2. Beef up your clinical documentation integrity program. Under the second year of VBP, risk-adjusted measures such as mortality kick in. This ups the requirement for documentation.

"How do we know physicians are providing specific enough information to give [an organization] credit for the severity of the patient's [diagnosis]?" asks Susan Wallace, MEd, RHIA, CCS, CCDS, director of compliance for inpatient reviews and an AHIMA-certified ICD-10-CM/PCS trainer for the Shawnee, OK–based Administrative Consultant Service, LLC.

 
"[CMS] will look at those mortality measures over three years, which means hospitals need to work on [documentation] now or it could potentially hurt [the organization]," she says.
 
Wallace says organizations need to be sure their clinical documentation improvement programs are up to snuff in order to accurately gauge where clinicians may need to improve to meet the ICD-10 requirements.
 
"Once you have the data, it gives you a sense of the shape your [organization] is in.… You can set up specific initiatives to get the information you need to get your scores up," she adds.
 
A CDI program can be created using an expert coder trained in documentation, though the individual would need to analyze numerous files—a lengthy process.

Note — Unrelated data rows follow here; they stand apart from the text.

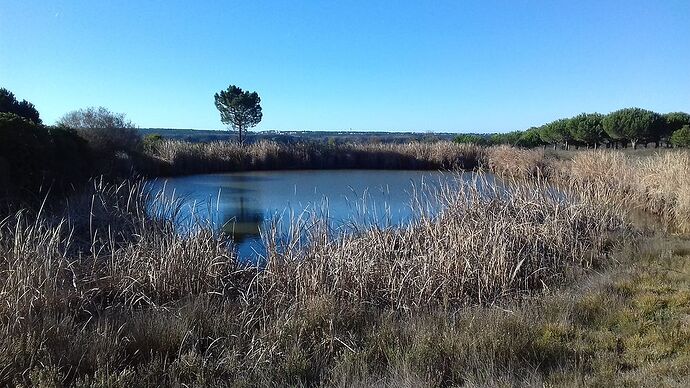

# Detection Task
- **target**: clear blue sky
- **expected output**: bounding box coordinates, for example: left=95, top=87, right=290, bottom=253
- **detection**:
left=0, top=0, right=690, bottom=132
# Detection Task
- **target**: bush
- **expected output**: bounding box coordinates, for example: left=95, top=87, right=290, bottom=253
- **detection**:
left=142, top=133, right=163, bottom=153
left=58, top=107, right=142, bottom=154
left=0, top=113, right=48, bottom=195
left=671, top=125, right=690, bottom=147
left=0, top=113, right=91, bottom=196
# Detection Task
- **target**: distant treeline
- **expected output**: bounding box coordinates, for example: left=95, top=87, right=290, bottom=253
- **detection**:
left=455, top=108, right=690, bottom=149
left=139, top=128, right=455, bottom=144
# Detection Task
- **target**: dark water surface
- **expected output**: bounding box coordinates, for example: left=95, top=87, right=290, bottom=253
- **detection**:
left=149, top=170, right=474, bottom=257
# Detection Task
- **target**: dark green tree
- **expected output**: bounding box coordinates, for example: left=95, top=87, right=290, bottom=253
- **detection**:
left=490, top=131, right=522, bottom=146
left=57, top=106, right=141, bottom=154
left=671, top=125, right=690, bottom=148
left=539, top=119, right=572, bottom=149
left=663, top=112, right=690, bottom=136
left=0, top=88, right=41, bottom=124
left=568, top=113, right=604, bottom=148
left=213, top=85, right=263, bottom=144
left=603, top=108, right=664, bottom=149
left=453, top=134, right=489, bottom=146
left=515, top=127, right=545, bottom=148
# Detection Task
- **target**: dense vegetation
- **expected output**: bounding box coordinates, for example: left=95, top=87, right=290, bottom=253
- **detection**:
left=0, top=86, right=690, bottom=387
left=455, top=108, right=690, bottom=149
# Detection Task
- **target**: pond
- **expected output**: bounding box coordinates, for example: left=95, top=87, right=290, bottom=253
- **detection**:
left=149, top=170, right=482, bottom=258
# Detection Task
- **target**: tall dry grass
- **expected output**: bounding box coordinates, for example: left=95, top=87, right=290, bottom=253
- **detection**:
left=553, top=150, right=690, bottom=232
left=148, top=141, right=482, bottom=175
left=0, top=171, right=627, bottom=386
left=258, top=178, right=625, bottom=309
left=5, top=145, right=690, bottom=387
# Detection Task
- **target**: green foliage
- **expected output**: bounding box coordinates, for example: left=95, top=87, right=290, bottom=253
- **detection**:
left=143, top=133, right=163, bottom=153
left=603, top=108, right=665, bottom=148
left=0, top=88, right=41, bottom=124
left=453, top=134, right=491, bottom=146
left=213, top=85, right=263, bottom=143
left=516, top=127, right=544, bottom=148
left=0, top=113, right=90, bottom=195
left=568, top=113, right=604, bottom=145
left=58, top=106, right=141, bottom=154
left=490, top=131, right=522, bottom=145
left=671, top=125, right=690, bottom=148
left=663, top=112, right=690, bottom=135
left=539, top=119, right=572, bottom=145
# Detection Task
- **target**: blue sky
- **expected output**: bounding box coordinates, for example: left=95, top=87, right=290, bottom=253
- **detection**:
left=0, top=0, right=690, bottom=132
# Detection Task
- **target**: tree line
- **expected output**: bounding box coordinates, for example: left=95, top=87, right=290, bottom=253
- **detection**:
left=455, top=108, right=690, bottom=149
left=0, top=88, right=146, bottom=199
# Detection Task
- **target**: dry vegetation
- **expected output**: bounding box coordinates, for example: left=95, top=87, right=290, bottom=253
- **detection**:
left=0, top=143, right=690, bottom=387
left=151, top=140, right=483, bottom=175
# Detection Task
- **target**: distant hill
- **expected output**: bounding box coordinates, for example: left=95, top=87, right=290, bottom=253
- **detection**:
left=139, top=128, right=457, bottom=143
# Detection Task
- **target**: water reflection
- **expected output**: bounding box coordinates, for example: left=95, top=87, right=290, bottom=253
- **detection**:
left=144, top=170, right=472, bottom=257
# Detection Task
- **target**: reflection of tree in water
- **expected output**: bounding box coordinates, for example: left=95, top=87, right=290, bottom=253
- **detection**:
left=221, top=195, right=264, bottom=244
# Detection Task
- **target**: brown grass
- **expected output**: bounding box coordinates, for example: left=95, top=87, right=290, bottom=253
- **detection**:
left=148, top=141, right=482, bottom=175
left=0, top=146, right=690, bottom=387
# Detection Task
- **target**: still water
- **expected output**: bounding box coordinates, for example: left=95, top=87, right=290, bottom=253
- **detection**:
left=150, top=170, right=473, bottom=257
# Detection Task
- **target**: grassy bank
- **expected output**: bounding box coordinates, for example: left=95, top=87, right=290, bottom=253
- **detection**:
left=0, top=148, right=690, bottom=387
left=149, top=140, right=482, bottom=175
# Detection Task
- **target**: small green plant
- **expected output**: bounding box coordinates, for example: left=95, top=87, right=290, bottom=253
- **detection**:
left=671, top=125, right=690, bottom=148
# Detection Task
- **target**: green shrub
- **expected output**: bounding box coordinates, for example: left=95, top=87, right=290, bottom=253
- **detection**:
left=142, top=133, right=163, bottom=153
left=671, top=125, right=690, bottom=147
left=0, top=113, right=91, bottom=196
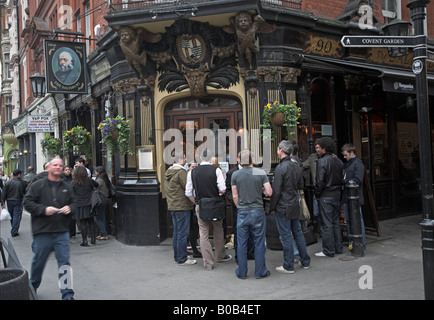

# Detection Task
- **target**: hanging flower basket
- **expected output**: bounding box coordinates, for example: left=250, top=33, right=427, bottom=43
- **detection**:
left=98, top=116, right=134, bottom=155
left=270, top=112, right=285, bottom=127
left=41, top=133, right=62, bottom=158
left=63, top=126, right=92, bottom=159
left=261, top=101, right=301, bottom=141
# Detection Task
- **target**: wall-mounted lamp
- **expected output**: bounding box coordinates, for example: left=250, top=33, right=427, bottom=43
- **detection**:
left=29, top=72, right=45, bottom=98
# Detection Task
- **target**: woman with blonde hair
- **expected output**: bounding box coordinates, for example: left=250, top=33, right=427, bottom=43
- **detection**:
left=71, top=166, right=98, bottom=247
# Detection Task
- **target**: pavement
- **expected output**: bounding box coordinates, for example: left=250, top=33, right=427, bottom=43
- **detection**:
left=0, top=212, right=425, bottom=302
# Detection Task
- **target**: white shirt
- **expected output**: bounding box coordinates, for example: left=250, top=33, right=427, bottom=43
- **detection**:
left=185, top=161, right=226, bottom=197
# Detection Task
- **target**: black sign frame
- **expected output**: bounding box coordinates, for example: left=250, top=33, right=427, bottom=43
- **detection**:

Alternately, organizations can apply technology to help with the review process.
 
Jennie Stuart Medical Center, a private, not-for-profit organization that comprises a 200-bed acute-care hospital, medical imaging, outpatient surgery, laboratory and rehabilitation services, and an integrated physician network, took the technology route to address the upcoming transitions.
 
Starla Stavely, HIM director at the Hopkinsville, KY–based facility, joined the organization in 2010 and quickly added ChartWise CDI software to fix what she says was a glaring problem with clinical documentation.
 
Stavely says the organization found that the diagnoses and procedures being documented weren't accurately showing the severity of illness or the length of stay of the patients, so the case mix index was below expectation.
 
"Ailments were being treated but when it came time to code, none of that information was in the charts. It was in the physician notes but no one was getting credit for doing the work. Patients could be very sick, but when it came time to code it didn't look like they were very sick, and we weren't getting paid," she says. "The lower the case mix, the less per case on average you're getting paid [by Medicare]. You could pick up almost any [patient] chart and see obvious [revenue] opportunities."
 
One month after Jennie Stuart started using the program, the facility calculated a $100,000 profit by coding the correct case mix. The improved clinical documentation is also helping them prepare for the ICD-10 transition by allowing them to gauge the impact the changeover may have on their organization.

Don't wait for 2013 to plan for VBP and ICD-10. By addressing clinical documentation holes now, you can improve your organization's odds of landing on the right side of both of these regulations.